O desafio foi lançado pelo Primeiro-Ministro, Carlos Agostinho do Rosário, na abertura da 23.ª conferência geral anual do Fórum das Comissões Eleitorais dos Países da SADC, que decorre desde ontem na cidade de Maputo.

O Primeiro-ministro justificou o desafio pelo facto de geralmente os processos eleitorais serem caracterizados por afluência massiva dos cidadãos na fase de recenseamento, campanha eleitoral, votação até à comemoração dos resultados.

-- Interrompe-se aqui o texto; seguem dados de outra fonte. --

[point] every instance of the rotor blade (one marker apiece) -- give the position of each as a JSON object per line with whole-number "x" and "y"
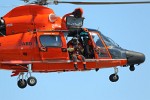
{"x": 102, "y": 3}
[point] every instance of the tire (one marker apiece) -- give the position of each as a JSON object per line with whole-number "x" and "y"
{"x": 32, "y": 81}
{"x": 132, "y": 68}
{"x": 22, "y": 83}
{"x": 113, "y": 78}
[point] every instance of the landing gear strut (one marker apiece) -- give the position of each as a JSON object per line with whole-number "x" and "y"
{"x": 132, "y": 68}
{"x": 114, "y": 77}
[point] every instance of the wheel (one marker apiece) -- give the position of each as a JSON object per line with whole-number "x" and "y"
{"x": 32, "y": 81}
{"x": 113, "y": 78}
{"x": 22, "y": 83}
{"x": 132, "y": 68}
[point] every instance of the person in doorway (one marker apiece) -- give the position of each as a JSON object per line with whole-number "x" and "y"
{"x": 76, "y": 50}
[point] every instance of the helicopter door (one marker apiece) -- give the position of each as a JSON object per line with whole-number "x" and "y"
{"x": 51, "y": 46}
{"x": 99, "y": 47}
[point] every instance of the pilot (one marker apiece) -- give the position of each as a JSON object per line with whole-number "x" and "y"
{"x": 76, "y": 50}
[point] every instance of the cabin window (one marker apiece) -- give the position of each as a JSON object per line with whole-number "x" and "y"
{"x": 50, "y": 40}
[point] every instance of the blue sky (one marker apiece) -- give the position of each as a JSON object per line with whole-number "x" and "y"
{"x": 128, "y": 25}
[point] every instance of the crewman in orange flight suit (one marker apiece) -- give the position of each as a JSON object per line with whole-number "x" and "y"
{"x": 76, "y": 50}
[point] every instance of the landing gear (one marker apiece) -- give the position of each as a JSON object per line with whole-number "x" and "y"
{"x": 32, "y": 81}
{"x": 114, "y": 77}
{"x": 132, "y": 68}
{"x": 22, "y": 83}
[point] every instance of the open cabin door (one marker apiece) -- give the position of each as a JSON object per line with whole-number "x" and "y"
{"x": 52, "y": 46}
{"x": 100, "y": 48}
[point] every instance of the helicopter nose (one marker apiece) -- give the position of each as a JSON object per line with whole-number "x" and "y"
{"x": 134, "y": 57}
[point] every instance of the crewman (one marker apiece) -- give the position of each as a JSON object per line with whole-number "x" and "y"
{"x": 76, "y": 50}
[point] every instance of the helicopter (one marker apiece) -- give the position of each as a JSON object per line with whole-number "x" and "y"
{"x": 34, "y": 39}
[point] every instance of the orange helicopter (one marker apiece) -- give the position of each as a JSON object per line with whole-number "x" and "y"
{"x": 34, "y": 39}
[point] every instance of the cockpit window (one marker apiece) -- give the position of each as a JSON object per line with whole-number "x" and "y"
{"x": 108, "y": 41}
{"x": 50, "y": 40}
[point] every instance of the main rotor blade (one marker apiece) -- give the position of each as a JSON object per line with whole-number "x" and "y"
{"x": 102, "y": 3}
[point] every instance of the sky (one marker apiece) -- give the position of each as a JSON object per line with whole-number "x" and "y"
{"x": 127, "y": 25}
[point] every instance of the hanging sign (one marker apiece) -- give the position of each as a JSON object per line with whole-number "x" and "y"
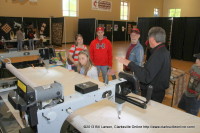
{"x": 102, "y": 5}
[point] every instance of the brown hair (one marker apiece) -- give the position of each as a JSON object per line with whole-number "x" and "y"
{"x": 88, "y": 65}
{"x": 76, "y": 37}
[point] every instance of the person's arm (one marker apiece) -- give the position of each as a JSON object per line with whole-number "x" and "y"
{"x": 109, "y": 54}
{"x": 92, "y": 51}
{"x": 140, "y": 56}
{"x": 147, "y": 74}
{"x": 71, "y": 52}
{"x": 144, "y": 74}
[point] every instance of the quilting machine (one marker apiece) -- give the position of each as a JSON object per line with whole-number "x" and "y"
{"x": 41, "y": 57}
{"x": 45, "y": 108}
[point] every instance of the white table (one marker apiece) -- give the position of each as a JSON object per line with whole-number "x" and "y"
{"x": 104, "y": 116}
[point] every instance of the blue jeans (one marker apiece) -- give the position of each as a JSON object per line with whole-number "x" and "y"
{"x": 104, "y": 70}
{"x": 19, "y": 45}
{"x": 31, "y": 42}
{"x": 189, "y": 104}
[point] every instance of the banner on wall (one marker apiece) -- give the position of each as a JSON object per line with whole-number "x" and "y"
{"x": 102, "y": 5}
{"x": 57, "y": 26}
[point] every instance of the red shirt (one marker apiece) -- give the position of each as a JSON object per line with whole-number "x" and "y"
{"x": 101, "y": 52}
{"x": 128, "y": 54}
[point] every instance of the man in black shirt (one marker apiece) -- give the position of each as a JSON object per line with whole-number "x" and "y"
{"x": 157, "y": 69}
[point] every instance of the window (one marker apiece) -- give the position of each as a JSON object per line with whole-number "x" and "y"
{"x": 124, "y": 12}
{"x": 70, "y": 8}
{"x": 174, "y": 12}
{"x": 156, "y": 12}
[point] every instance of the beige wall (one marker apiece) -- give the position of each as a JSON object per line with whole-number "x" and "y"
{"x": 189, "y": 8}
{"x": 43, "y": 8}
{"x": 47, "y": 8}
{"x": 145, "y": 8}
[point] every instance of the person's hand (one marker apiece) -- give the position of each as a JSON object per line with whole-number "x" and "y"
{"x": 123, "y": 61}
{"x": 111, "y": 72}
{"x": 76, "y": 63}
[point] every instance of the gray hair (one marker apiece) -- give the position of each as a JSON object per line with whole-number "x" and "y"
{"x": 158, "y": 34}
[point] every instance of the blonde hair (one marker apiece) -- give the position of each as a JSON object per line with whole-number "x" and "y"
{"x": 88, "y": 65}
{"x": 76, "y": 37}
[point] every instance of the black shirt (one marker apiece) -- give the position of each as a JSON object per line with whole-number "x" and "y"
{"x": 156, "y": 70}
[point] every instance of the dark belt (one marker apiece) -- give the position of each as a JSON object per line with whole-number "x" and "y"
{"x": 192, "y": 91}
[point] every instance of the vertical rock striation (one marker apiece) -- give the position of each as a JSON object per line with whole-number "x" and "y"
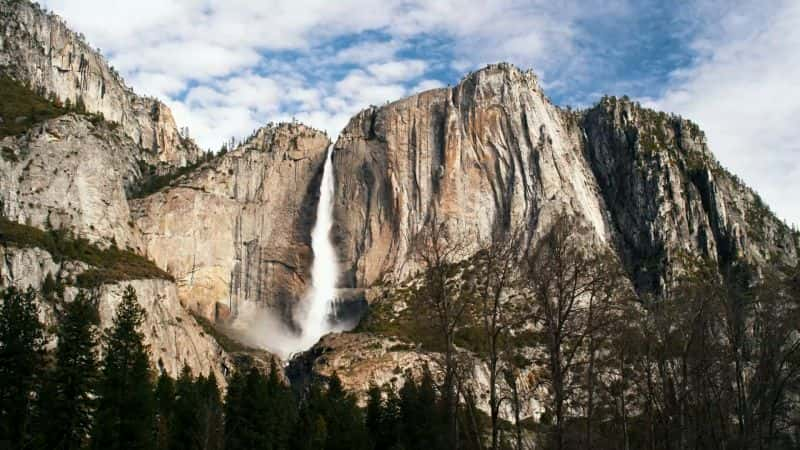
{"x": 38, "y": 49}
{"x": 238, "y": 228}
{"x": 492, "y": 153}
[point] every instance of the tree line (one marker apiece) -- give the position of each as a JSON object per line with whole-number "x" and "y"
{"x": 711, "y": 363}
{"x": 73, "y": 398}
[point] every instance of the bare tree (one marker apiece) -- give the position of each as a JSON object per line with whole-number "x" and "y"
{"x": 439, "y": 295}
{"x": 490, "y": 283}
{"x": 569, "y": 287}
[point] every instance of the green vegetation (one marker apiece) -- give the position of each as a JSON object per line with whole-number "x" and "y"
{"x": 153, "y": 182}
{"x": 22, "y": 346}
{"x": 109, "y": 265}
{"x": 21, "y": 108}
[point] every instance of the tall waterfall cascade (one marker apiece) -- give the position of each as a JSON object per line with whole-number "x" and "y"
{"x": 319, "y": 302}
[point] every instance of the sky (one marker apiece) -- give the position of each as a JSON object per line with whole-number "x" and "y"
{"x": 228, "y": 67}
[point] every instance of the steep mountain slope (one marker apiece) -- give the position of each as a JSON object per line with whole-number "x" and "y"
{"x": 76, "y": 142}
{"x": 493, "y": 153}
{"x": 237, "y": 230}
{"x": 38, "y": 49}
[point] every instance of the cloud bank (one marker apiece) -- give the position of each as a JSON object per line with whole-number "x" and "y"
{"x": 228, "y": 67}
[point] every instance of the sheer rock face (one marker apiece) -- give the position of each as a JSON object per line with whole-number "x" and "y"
{"x": 486, "y": 155}
{"x": 39, "y": 49}
{"x": 173, "y": 335}
{"x": 668, "y": 197}
{"x": 238, "y": 229}
{"x": 70, "y": 173}
{"x": 493, "y": 152}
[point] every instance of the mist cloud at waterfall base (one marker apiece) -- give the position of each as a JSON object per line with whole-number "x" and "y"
{"x": 260, "y": 327}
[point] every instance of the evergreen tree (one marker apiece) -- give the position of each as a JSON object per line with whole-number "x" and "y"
{"x": 67, "y": 402}
{"x": 125, "y": 410}
{"x": 21, "y": 362}
{"x": 185, "y": 427}
{"x": 165, "y": 401}
{"x": 234, "y": 415}
{"x": 282, "y": 410}
{"x": 212, "y": 425}
{"x": 344, "y": 420}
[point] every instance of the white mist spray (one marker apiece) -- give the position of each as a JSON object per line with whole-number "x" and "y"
{"x": 324, "y": 271}
{"x": 256, "y": 326}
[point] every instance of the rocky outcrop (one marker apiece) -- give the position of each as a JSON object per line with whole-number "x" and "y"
{"x": 489, "y": 154}
{"x": 493, "y": 153}
{"x": 173, "y": 335}
{"x": 72, "y": 173}
{"x": 238, "y": 228}
{"x": 364, "y": 360}
{"x": 667, "y": 196}
{"x": 38, "y": 49}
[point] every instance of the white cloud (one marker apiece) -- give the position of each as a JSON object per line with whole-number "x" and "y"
{"x": 426, "y": 85}
{"x": 743, "y": 91}
{"x": 393, "y": 71}
{"x": 227, "y": 67}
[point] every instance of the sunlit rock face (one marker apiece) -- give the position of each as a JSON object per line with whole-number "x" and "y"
{"x": 172, "y": 334}
{"x": 69, "y": 173}
{"x": 39, "y": 49}
{"x": 238, "y": 229}
{"x": 488, "y": 154}
{"x": 492, "y": 153}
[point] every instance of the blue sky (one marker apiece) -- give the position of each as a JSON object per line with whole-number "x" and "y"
{"x": 228, "y": 67}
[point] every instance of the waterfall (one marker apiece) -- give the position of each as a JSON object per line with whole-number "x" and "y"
{"x": 319, "y": 301}
{"x": 259, "y": 327}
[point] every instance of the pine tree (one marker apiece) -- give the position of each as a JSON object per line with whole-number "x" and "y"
{"x": 21, "y": 363}
{"x": 185, "y": 427}
{"x": 67, "y": 402}
{"x": 344, "y": 420}
{"x": 125, "y": 410}
{"x": 211, "y": 419}
{"x": 235, "y": 421}
{"x": 283, "y": 410}
{"x": 165, "y": 402}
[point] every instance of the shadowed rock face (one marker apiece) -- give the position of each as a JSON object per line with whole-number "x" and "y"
{"x": 39, "y": 49}
{"x": 238, "y": 228}
{"x": 486, "y": 155}
{"x": 493, "y": 152}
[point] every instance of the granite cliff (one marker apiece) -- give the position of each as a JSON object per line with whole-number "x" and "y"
{"x": 487, "y": 155}
{"x": 237, "y": 229}
{"x": 493, "y": 153}
{"x": 39, "y": 49}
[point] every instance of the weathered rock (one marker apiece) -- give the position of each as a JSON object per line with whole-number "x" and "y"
{"x": 238, "y": 228}
{"x": 173, "y": 335}
{"x": 70, "y": 173}
{"x": 363, "y": 360}
{"x": 38, "y": 48}
{"x": 492, "y": 153}
{"x": 486, "y": 155}
{"x": 667, "y": 197}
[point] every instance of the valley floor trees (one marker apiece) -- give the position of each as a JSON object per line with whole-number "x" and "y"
{"x": 712, "y": 364}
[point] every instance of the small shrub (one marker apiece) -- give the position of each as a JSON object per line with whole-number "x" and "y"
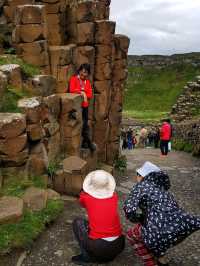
{"x": 28, "y": 70}
{"x": 23, "y": 233}
{"x": 16, "y": 186}
{"x": 120, "y": 164}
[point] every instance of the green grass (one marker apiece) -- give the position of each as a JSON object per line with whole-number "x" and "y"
{"x": 16, "y": 186}
{"x": 23, "y": 233}
{"x": 150, "y": 93}
{"x": 28, "y": 70}
{"x": 181, "y": 145}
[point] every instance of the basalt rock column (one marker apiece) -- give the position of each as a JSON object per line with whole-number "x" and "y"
{"x": 30, "y": 34}
{"x": 103, "y": 73}
{"x": 70, "y": 124}
{"x": 119, "y": 75}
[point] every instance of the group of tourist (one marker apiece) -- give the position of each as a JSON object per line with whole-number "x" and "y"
{"x": 151, "y": 138}
{"x": 159, "y": 223}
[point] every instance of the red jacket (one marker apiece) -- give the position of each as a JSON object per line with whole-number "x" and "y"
{"x": 165, "y": 132}
{"x": 76, "y": 86}
{"x": 102, "y": 215}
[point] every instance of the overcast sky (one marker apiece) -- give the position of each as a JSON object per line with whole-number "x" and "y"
{"x": 159, "y": 26}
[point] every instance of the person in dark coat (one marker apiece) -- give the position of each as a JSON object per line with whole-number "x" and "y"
{"x": 161, "y": 223}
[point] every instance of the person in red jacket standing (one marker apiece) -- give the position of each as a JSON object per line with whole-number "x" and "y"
{"x": 80, "y": 84}
{"x": 100, "y": 238}
{"x": 165, "y": 136}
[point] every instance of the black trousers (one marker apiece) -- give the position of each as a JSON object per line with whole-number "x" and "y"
{"x": 98, "y": 249}
{"x": 164, "y": 146}
{"x": 85, "y": 129}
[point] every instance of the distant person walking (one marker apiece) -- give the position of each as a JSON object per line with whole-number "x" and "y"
{"x": 143, "y": 137}
{"x": 165, "y": 136}
{"x": 156, "y": 137}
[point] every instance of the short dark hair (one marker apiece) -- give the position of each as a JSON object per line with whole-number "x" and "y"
{"x": 84, "y": 67}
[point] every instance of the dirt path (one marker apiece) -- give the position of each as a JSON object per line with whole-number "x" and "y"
{"x": 56, "y": 245}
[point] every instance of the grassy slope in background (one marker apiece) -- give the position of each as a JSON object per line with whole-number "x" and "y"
{"x": 151, "y": 93}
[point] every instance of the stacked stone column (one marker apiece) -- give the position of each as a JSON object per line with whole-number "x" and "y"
{"x": 104, "y": 37}
{"x": 29, "y": 35}
{"x": 119, "y": 75}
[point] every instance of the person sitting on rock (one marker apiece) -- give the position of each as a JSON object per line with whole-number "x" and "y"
{"x": 161, "y": 223}
{"x": 100, "y": 238}
{"x": 80, "y": 84}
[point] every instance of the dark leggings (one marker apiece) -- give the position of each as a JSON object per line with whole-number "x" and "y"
{"x": 85, "y": 128}
{"x": 99, "y": 249}
{"x": 164, "y": 147}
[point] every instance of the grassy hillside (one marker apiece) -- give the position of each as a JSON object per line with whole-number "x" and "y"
{"x": 150, "y": 93}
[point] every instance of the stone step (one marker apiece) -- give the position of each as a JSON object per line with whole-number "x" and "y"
{"x": 70, "y": 178}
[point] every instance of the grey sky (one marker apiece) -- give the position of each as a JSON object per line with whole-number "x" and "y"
{"x": 159, "y": 26}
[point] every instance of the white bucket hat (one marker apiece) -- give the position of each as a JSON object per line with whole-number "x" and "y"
{"x": 147, "y": 168}
{"x": 99, "y": 184}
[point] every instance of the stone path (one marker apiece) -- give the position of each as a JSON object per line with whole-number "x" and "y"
{"x": 56, "y": 245}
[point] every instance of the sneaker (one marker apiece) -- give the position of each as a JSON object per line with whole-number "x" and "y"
{"x": 81, "y": 259}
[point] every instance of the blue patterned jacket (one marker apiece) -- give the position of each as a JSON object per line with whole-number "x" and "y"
{"x": 164, "y": 223}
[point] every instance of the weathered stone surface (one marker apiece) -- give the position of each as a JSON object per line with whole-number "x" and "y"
{"x": 85, "y": 33}
{"x": 52, "y": 195}
{"x": 51, "y": 108}
{"x": 36, "y": 165}
{"x": 14, "y": 160}
{"x": 121, "y": 45}
{"x": 103, "y": 53}
{"x": 81, "y": 12}
{"x": 38, "y": 55}
{"x": 12, "y": 125}
{"x": 74, "y": 164}
{"x": 54, "y": 8}
{"x": 3, "y": 83}
{"x": 90, "y": 158}
{"x": 103, "y": 71}
{"x": 61, "y": 55}
{"x": 104, "y": 32}
{"x": 11, "y": 209}
{"x": 71, "y": 146}
{"x": 29, "y": 14}
{"x": 35, "y": 132}
{"x": 35, "y": 199}
{"x": 59, "y": 181}
{"x": 120, "y": 71}
{"x": 70, "y": 102}
{"x": 54, "y": 147}
{"x": 29, "y": 33}
{"x": 44, "y": 85}
{"x": 100, "y": 135}
{"x": 9, "y": 9}
{"x": 102, "y": 99}
{"x": 51, "y": 128}
{"x": 13, "y": 146}
{"x": 84, "y": 54}
{"x": 55, "y": 35}
{"x": 13, "y": 73}
{"x": 112, "y": 151}
{"x": 32, "y": 108}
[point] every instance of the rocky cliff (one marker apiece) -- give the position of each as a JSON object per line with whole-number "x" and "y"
{"x": 57, "y": 36}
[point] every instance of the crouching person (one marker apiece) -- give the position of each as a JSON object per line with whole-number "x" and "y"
{"x": 161, "y": 224}
{"x": 100, "y": 238}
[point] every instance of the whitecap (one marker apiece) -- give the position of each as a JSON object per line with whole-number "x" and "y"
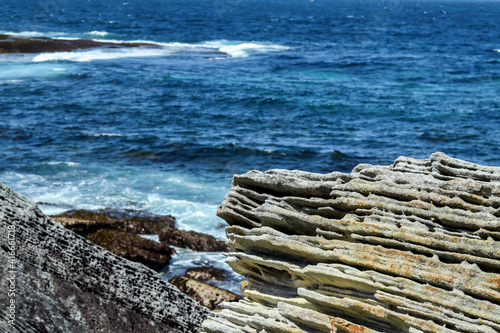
{"x": 70, "y": 164}
{"x": 107, "y": 134}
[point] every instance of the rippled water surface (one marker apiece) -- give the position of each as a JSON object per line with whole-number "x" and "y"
{"x": 230, "y": 86}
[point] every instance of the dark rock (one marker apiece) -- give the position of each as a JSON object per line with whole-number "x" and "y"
{"x": 206, "y": 273}
{"x": 204, "y": 293}
{"x": 192, "y": 240}
{"x": 58, "y": 281}
{"x": 85, "y": 221}
{"x": 133, "y": 247}
{"x": 11, "y": 44}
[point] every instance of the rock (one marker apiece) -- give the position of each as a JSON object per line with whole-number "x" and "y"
{"x": 85, "y": 221}
{"x": 53, "y": 280}
{"x": 204, "y": 293}
{"x": 11, "y": 44}
{"x": 410, "y": 247}
{"x": 133, "y": 247}
{"x": 192, "y": 240}
{"x": 206, "y": 273}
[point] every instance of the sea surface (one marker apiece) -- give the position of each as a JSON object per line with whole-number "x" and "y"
{"x": 236, "y": 85}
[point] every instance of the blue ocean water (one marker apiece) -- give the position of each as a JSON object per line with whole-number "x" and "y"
{"x": 235, "y": 85}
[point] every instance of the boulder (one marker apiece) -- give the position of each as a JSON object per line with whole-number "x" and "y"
{"x": 54, "y": 280}
{"x": 138, "y": 222}
{"x": 410, "y": 247}
{"x": 133, "y": 247}
{"x": 202, "y": 292}
{"x": 12, "y": 44}
{"x": 192, "y": 240}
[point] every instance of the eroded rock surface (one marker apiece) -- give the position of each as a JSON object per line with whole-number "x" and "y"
{"x": 202, "y": 292}
{"x": 411, "y": 247}
{"x": 12, "y": 44}
{"x": 192, "y": 240}
{"x": 138, "y": 222}
{"x": 60, "y": 282}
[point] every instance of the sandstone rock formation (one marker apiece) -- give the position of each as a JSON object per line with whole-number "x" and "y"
{"x": 202, "y": 292}
{"x": 411, "y": 247}
{"x": 133, "y": 247}
{"x": 53, "y": 280}
{"x": 138, "y": 222}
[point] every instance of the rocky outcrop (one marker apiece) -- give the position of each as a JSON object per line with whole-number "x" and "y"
{"x": 202, "y": 292}
{"x": 192, "y": 240}
{"x": 411, "y": 247}
{"x": 56, "y": 281}
{"x": 138, "y": 222}
{"x": 12, "y": 44}
{"x": 133, "y": 247}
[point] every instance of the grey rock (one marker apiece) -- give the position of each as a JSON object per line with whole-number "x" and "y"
{"x": 410, "y": 247}
{"x": 59, "y": 282}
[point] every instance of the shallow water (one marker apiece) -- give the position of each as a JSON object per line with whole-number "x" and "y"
{"x": 232, "y": 86}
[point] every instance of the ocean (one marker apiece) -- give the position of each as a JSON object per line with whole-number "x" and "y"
{"x": 235, "y": 85}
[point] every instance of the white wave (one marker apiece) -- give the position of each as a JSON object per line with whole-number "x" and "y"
{"x": 33, "y": 34}
{"x": 98, "y": 33}
{"x": 244, "y": 49}
{"x": 107, "y": 134}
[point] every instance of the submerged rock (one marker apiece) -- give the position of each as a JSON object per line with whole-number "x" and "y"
{"x": 11, "y": 44}
{"x": 133, "y": 247}
{"x": 410, "y": 247}
{"x": 202, "y": 292}
{"x": 192, "y": 240}
{"x": 206, "y": 273}
{"x": 86, "y": 221}
{"x": 53, "y": 280}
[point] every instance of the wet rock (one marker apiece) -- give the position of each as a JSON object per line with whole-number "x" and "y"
{"x": 192, "y": 240}
{"x": 206, "y": 273}
{"x": 133, "y": 247}
{"x": 204, "y": 293}
{"x": 11, "y": 44}
{"x": 134, "y": 221}
{"x": 410, "y": 247}
{"x": 57, "y": 281}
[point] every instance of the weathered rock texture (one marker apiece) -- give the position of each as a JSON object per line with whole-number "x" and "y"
{"x": 202, "y": 292}
{"x": 138, "y": 222}
{"x": 133, "y": 247}
{"x": 192, "y": 240}
{"x": 411, "y": 247}
{"x": 60, "y": 282}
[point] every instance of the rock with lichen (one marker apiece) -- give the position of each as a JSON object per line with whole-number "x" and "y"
{"x": 410, "y": 247}
{"x": 54, "y": 280}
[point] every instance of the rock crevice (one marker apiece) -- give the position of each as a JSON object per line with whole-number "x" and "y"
{"x": 411, "y": 247}
{"x": 61, "y": 282}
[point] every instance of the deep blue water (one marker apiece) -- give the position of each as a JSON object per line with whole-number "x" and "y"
{"x": 239, "y": 85}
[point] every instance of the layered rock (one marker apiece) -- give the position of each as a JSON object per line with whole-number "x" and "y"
{"x": 56, "y": 281}
{"x": 411, "y": 247}
{"x": 138, "y": 222}
{"x": 12, "y": 44}
{"x": 192, "y": 240}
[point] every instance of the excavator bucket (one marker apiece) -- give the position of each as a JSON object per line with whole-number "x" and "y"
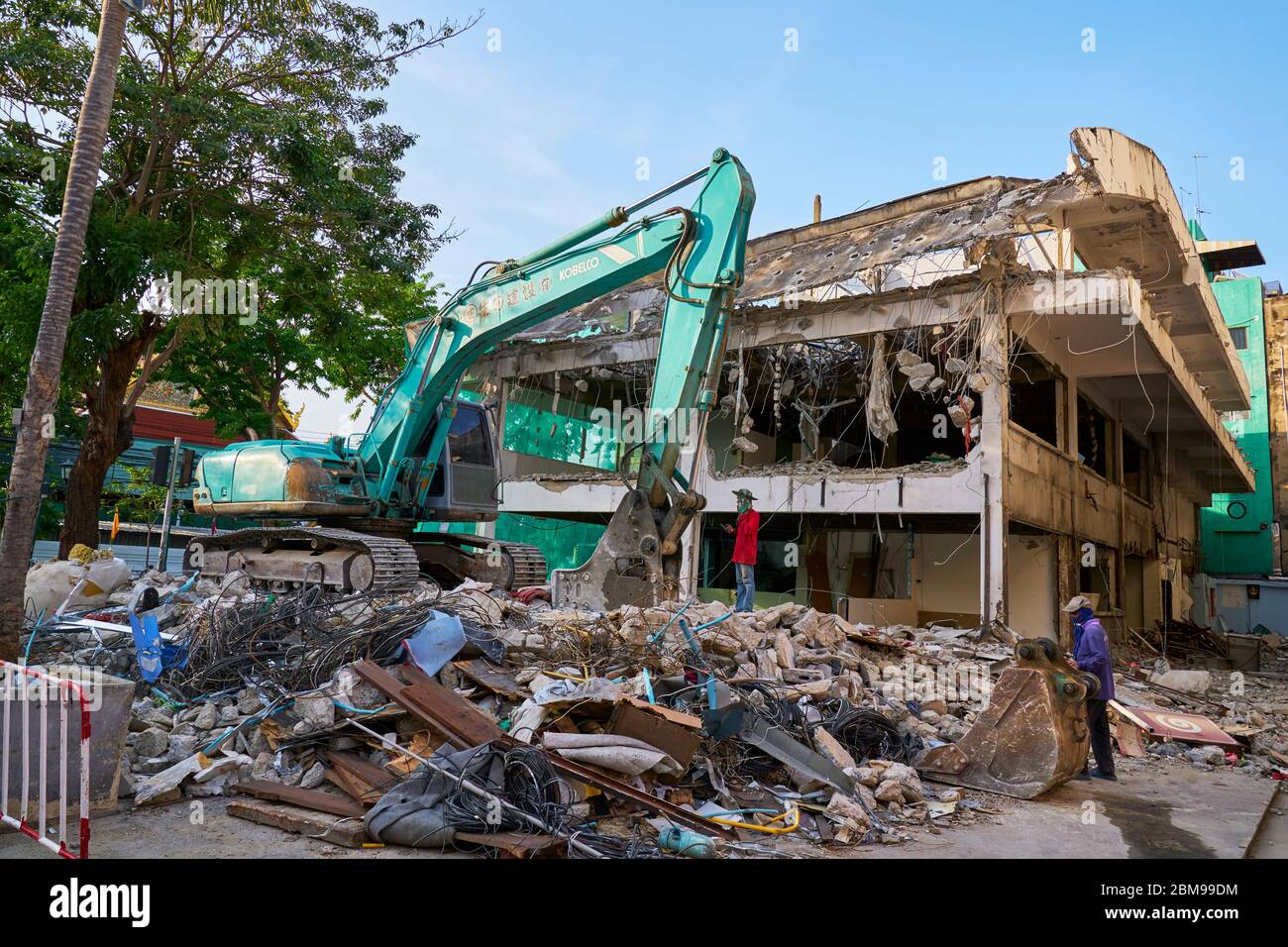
{"x": 1033, "y": 733}
{"x": 626, "y": 567}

“A pandemia da Covid-19 desafia-nos a termos que nos reinventar para que estes processos não se transformem em foco de propagação desta doença que tem  impacto negativo na vida económica e social dos nossos países”, disse o dirigente.

Para o efeito, referiu, nos dois dias de trabalho desta conferência, os órgãos eleitorais da SADC devem buscar soluções, através da partilha de conhecimentos e experiências para que os processos eleitorais a se realizarem nos próximos anos, em alguns países, não coloquem em risco a saúde dos agentes eleitorais e dos eleitores e que garantam a credibilidade e integridade destes pleitos.

A conferência geral anual decorre sob o lema “Realização de Eleições no Contexto da Covid-19”.

Lembrou que o encontro se realiza num contexto atípico, caracterizado pela ameaça das acções terroristas na região da SADC que, actualmente, afectam algumas zonas de Moçambique, como é o caso da província de Cabo Delgado.

Esses factos, afirmou, aliados aos impactos das mudanças climáticas que, nos últimos tempos, ocorrem com maior frequência na região constituem desafios para os órgãos de gestão eleitoral organizarem e realizar eleições mais inclusivas e participativas.